Question 27
Domain 3: Deployment and Orchestration of ML WorkflowsA company has an ML model that generates text descriptions based on images that customers upload to the company's website. The images can be up to 50 MB in total size. An ML engineer decides to store the images in an Amazon S3 bucket. The ML engineer must implement a processing solution that can scale to accommodate changes in demand. Which solution will meet these requirements with the LEAST operational overhead?
Correct answer: B
Explanation
Amazon SageMaker Asynchronous Inference is designed for large payloads and variable traffic, letting you send requests from S3 and process them without keeping a real-time connection open. Adding a scaling policy lets the endpoint “scale to accommodate changes in demand” with low operational overhead, and a script can submit one inference request per image.
Why each option is right or wrong
A. Create an Amazon SageMaker batch transform job to process all the images in the S3 bucket.
Batch transform is for offline batch processing, not elastic on-demand inference as uploads arrive.
B. Create an Amazon SageMaker Asynchronous Inference endpoint and a scaling policy. Run a script to make an inference request for each image.
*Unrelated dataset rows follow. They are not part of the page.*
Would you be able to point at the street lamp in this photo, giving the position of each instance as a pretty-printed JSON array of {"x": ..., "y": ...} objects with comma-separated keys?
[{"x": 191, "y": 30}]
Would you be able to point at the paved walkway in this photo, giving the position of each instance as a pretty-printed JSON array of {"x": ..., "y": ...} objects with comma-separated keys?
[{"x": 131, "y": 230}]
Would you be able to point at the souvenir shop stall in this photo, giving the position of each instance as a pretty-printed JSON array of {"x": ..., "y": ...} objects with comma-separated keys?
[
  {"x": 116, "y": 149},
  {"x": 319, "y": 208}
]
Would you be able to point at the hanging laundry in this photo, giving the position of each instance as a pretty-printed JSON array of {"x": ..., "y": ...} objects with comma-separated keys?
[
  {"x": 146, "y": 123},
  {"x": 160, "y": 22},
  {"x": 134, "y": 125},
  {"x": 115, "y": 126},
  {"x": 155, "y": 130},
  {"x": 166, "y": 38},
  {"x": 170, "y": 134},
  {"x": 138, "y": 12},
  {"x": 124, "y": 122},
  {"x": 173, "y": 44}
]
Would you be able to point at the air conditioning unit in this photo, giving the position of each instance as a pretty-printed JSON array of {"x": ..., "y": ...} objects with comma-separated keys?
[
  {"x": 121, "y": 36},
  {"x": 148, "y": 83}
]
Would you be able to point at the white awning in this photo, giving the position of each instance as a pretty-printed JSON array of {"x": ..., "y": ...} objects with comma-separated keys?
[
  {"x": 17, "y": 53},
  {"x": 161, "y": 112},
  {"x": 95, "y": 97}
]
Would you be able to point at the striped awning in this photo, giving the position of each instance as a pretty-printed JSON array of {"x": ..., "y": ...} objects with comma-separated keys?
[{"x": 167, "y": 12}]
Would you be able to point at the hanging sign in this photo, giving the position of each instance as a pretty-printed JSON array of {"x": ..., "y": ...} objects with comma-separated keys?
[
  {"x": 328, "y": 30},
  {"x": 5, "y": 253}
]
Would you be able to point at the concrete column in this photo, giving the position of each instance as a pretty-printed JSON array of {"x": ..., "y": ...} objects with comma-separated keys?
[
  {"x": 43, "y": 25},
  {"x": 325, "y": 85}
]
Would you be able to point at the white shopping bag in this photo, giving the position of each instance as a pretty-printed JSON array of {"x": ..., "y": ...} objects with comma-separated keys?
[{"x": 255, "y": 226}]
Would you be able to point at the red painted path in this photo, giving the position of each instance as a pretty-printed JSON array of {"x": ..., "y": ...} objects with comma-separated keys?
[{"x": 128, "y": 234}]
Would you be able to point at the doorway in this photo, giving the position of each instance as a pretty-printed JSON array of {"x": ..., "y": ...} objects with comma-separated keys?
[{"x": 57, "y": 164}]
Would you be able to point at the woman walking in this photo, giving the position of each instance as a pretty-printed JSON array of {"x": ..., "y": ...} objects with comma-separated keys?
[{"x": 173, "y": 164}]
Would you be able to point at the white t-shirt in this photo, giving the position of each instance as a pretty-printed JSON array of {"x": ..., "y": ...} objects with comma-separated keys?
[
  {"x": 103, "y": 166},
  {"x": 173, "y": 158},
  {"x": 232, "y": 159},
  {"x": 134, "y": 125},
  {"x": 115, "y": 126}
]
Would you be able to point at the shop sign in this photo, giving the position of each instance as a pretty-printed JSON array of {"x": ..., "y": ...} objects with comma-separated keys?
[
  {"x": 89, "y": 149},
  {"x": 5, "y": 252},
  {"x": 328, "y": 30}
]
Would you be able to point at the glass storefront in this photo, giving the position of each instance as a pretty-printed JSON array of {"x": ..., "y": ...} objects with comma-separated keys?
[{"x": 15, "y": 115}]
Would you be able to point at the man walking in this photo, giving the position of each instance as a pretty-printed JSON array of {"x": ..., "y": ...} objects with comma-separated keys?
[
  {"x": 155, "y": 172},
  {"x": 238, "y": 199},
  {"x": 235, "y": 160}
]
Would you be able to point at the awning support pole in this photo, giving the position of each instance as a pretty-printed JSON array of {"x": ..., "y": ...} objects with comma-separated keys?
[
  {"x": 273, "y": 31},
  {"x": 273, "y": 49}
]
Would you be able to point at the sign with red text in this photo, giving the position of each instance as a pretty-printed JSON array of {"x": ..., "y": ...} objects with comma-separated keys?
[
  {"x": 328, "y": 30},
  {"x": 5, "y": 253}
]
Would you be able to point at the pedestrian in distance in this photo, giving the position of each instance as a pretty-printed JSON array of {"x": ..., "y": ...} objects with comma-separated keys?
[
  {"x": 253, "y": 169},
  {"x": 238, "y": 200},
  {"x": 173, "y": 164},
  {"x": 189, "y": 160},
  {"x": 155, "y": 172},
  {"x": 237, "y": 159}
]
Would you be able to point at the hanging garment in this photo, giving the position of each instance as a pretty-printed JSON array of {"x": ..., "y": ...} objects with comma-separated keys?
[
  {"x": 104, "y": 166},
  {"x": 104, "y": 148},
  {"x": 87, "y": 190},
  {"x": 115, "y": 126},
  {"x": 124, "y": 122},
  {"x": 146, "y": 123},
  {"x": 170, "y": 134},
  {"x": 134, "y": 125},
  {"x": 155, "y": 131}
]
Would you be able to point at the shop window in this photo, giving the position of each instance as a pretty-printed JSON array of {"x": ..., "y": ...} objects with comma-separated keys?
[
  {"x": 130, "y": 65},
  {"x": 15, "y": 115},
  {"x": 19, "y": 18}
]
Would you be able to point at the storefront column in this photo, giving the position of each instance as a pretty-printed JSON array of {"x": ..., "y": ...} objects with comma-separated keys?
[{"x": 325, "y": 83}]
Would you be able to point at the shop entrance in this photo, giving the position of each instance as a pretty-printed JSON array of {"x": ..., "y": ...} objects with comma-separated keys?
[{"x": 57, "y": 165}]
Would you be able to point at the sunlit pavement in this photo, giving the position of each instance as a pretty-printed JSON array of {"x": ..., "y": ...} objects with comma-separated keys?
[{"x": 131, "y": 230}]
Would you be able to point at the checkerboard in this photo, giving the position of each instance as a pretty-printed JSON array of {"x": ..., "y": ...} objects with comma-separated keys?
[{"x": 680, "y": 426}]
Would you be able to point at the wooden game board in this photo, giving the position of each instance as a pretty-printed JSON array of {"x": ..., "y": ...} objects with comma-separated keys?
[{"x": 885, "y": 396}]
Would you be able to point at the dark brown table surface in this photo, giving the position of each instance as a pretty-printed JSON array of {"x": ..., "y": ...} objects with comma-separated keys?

Amazon SageMaker Asynchronous Inference is the SageMaker feature built for payloads that are too large for synchronous real-time inference and for workloads with variable or spiky demand; it accepts input from Amazon S3 and processes requests asynchronously, which fits images up to 50 MB. The endpoint can be attached to Application Auto Scaling so capacity adjusts automatically as request volume changes, avoiding the operational burden of managing workers or polling infrastructure.
C. Create an Amazon Elastic Kubernetes Service (Amazon EKS) cluster that uses Karpenter for auto scaling. Host the model on the EKS cluster. Run a script to make an inference request for each image.
EKS with Karpenter can scale, but cluster and container operations add more management effort.
D. Create an AWS Batch job that uses an Amazon Elastic Container Service (Amazon ECS) cluster. Specify a list of images to process for each AWS Batch job.
AWS Batch suits scheduled or queued batch jobs, not the simplest managed ML inference endpoint pattern.